A state court, in reviewing an agency decision, should look through the entire records of agency action. A state court may overturn an agency action if the action:
- violates statutory or constitutional provisions;
- exceeds the agency’s statutory authority;
- is made upon unlawful procedure;
- is not supported by substantial evidence in the record; or
- is arbitrary, capricious or an abuse of discretion.[i]
Moreover, the state court should detect from the records the facts leading to an administrative action and the law applied for making such action. However, discussions in contested proceedings are not considered part of records.
The general rule is that a court’s review of an agency action is confined to records made before the administrative agency. In exercising the power of review, courts shall not rely on such evidence, which are produced before the court for the first time, although the records would have been part of the agency’s final decision. Courts will not also rely on improper evidence.
The standard of an informal administrative decision is whether the decision was arbitrary, capricious, or unlawful. It was appropriate for the Court, in applying that standard to accept new evidence and not to limit its review to the administrative record. In a proceeding to determine whether an agency decision was arbitrary, capricious, or unlawful, the reviewing court must look beyond the record to determine what matters the agency should have considered. Otherwise it will be impossible for the court to determine whether the agency took into consideration all relevant factors in reaching its decision.[ii]
The burden to produce adequate records for review is upon the party challenging an agency decision. However, courts cannot dismiss a motion for failure to transmit record timely when there is substantial compliance with the rule and no prejudice is caused. Since the failure to produce timely records is a procedural rule violation, the petition for review should not be dismissed. Where the record of an administrative proceeding has been timely submitted to the court, with an unintentionally erroneous or omitted case number, in the absence of prejudice to the party appealing the administrative action, such submission does not constitute a failure of certification. The party making motion shall take the cost for preparing transcript for inclusion within the record. Requirements regarding transmittal, contents, and assessment of costs of sending the agency’s record to the reviewing court are provided in the model state administrative procedure acts.[iii]

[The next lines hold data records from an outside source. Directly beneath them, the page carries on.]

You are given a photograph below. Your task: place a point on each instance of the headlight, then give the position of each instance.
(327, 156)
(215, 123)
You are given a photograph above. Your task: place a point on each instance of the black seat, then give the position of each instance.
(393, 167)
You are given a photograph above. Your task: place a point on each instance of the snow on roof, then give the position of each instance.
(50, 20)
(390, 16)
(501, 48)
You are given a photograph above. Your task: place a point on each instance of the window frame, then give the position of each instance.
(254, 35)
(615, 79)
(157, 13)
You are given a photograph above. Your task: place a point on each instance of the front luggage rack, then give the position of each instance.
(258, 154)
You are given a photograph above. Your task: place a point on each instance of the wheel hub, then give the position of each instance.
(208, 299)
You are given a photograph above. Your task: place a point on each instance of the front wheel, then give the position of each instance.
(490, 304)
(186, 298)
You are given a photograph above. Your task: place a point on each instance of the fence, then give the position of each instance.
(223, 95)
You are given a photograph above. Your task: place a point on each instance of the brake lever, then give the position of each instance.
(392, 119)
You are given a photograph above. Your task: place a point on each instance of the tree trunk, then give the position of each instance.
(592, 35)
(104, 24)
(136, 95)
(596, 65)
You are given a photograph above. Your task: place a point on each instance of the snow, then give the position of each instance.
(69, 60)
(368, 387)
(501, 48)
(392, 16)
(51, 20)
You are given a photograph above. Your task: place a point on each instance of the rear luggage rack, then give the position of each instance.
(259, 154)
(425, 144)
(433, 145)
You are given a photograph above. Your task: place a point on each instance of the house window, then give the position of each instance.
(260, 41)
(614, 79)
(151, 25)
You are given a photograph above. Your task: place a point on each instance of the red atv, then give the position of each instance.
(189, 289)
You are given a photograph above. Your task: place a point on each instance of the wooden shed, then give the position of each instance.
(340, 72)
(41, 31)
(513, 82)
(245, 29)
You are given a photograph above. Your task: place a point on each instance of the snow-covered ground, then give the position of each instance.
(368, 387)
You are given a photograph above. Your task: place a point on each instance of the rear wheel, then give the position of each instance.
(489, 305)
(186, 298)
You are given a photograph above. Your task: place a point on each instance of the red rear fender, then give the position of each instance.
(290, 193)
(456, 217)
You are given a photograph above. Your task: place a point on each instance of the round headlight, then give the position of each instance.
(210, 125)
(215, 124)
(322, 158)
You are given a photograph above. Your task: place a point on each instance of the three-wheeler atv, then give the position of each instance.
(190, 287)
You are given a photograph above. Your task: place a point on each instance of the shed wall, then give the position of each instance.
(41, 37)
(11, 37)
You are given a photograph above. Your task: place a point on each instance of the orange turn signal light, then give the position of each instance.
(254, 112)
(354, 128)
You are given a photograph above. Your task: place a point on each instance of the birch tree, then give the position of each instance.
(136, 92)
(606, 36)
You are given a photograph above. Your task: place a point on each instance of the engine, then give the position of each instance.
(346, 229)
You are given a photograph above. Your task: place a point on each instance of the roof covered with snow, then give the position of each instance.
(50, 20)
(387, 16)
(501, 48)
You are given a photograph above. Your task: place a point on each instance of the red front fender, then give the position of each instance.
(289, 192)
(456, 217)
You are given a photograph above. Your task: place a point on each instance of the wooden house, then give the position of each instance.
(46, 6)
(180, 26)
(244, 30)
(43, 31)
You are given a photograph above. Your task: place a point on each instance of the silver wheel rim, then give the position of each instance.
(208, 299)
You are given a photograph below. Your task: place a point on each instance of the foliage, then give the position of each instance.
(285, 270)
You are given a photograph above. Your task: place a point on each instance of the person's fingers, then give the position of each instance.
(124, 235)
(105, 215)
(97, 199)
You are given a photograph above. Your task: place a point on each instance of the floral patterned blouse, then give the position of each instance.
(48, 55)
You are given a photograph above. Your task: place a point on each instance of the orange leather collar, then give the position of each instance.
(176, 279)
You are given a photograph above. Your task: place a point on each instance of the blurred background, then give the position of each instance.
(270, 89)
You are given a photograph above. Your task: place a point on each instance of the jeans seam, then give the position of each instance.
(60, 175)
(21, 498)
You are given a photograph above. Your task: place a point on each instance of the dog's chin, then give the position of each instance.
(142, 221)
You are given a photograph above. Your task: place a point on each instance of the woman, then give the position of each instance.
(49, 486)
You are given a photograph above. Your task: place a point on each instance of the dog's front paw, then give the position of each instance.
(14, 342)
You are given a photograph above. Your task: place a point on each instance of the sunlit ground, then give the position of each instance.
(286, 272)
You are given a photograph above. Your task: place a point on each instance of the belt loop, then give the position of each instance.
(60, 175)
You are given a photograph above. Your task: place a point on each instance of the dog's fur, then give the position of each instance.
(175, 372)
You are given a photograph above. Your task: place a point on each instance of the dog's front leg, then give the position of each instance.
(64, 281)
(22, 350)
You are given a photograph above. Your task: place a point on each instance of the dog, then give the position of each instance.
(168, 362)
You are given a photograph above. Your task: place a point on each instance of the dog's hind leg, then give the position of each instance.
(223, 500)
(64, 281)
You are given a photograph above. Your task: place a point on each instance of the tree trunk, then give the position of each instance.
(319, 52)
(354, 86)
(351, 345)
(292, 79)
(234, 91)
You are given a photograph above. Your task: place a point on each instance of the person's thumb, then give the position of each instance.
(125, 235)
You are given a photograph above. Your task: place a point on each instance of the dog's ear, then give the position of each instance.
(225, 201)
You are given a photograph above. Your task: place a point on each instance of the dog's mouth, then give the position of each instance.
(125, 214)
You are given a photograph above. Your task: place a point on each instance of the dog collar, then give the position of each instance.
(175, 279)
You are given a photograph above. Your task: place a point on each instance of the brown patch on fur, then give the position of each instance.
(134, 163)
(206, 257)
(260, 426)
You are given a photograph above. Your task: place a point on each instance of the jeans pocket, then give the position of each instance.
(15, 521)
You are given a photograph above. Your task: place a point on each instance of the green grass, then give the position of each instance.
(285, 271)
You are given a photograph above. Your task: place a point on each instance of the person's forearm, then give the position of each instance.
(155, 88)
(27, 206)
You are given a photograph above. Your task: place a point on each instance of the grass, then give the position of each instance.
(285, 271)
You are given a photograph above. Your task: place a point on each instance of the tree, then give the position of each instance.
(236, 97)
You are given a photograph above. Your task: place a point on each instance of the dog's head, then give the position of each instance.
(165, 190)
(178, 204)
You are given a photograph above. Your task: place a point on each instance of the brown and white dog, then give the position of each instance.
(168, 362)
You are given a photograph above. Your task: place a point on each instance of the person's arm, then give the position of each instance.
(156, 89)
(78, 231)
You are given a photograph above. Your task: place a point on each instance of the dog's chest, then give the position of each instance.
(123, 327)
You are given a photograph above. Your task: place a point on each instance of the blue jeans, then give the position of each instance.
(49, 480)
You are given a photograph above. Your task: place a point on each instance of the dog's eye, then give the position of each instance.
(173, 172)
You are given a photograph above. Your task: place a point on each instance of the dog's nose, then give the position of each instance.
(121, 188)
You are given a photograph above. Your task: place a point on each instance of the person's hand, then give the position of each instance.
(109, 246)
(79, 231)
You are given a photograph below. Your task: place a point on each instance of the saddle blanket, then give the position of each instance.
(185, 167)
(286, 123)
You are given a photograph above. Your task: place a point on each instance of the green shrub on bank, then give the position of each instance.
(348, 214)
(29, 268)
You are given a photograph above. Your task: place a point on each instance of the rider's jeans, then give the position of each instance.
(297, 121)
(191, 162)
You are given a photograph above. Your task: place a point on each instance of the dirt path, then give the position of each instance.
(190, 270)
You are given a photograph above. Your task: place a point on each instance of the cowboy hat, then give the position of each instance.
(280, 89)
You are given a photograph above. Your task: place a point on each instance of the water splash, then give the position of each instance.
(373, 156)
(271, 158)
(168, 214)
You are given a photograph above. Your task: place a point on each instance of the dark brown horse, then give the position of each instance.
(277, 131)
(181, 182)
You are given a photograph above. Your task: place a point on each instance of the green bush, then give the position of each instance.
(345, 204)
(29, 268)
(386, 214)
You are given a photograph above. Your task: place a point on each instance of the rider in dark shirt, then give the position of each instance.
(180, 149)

By ordering additional evidence, court supplements administrative records. Courts may also permit subsequent corrections and additions to records. A court may order an agency to take additional evidence upon such conditions as the court deems proper; however, the court is not obligated to order additional evidence.
[i] Feasel v. Idaho Transp. Dep’t (In re Driver’s License Suspension of Feasel), 222 P.3d 480 (Idaho Ct. App. 2009)
[ii] J.M. Huber Corp. v. Gallatin County, 2003 ML 1637, 7 (Mont. Dist. Ct. 2003)
[iii] Model State Administrative Procedure Act (1961 ed) § 15(d); Model State Administrative Procedure Act (1981 ed) § 5-115.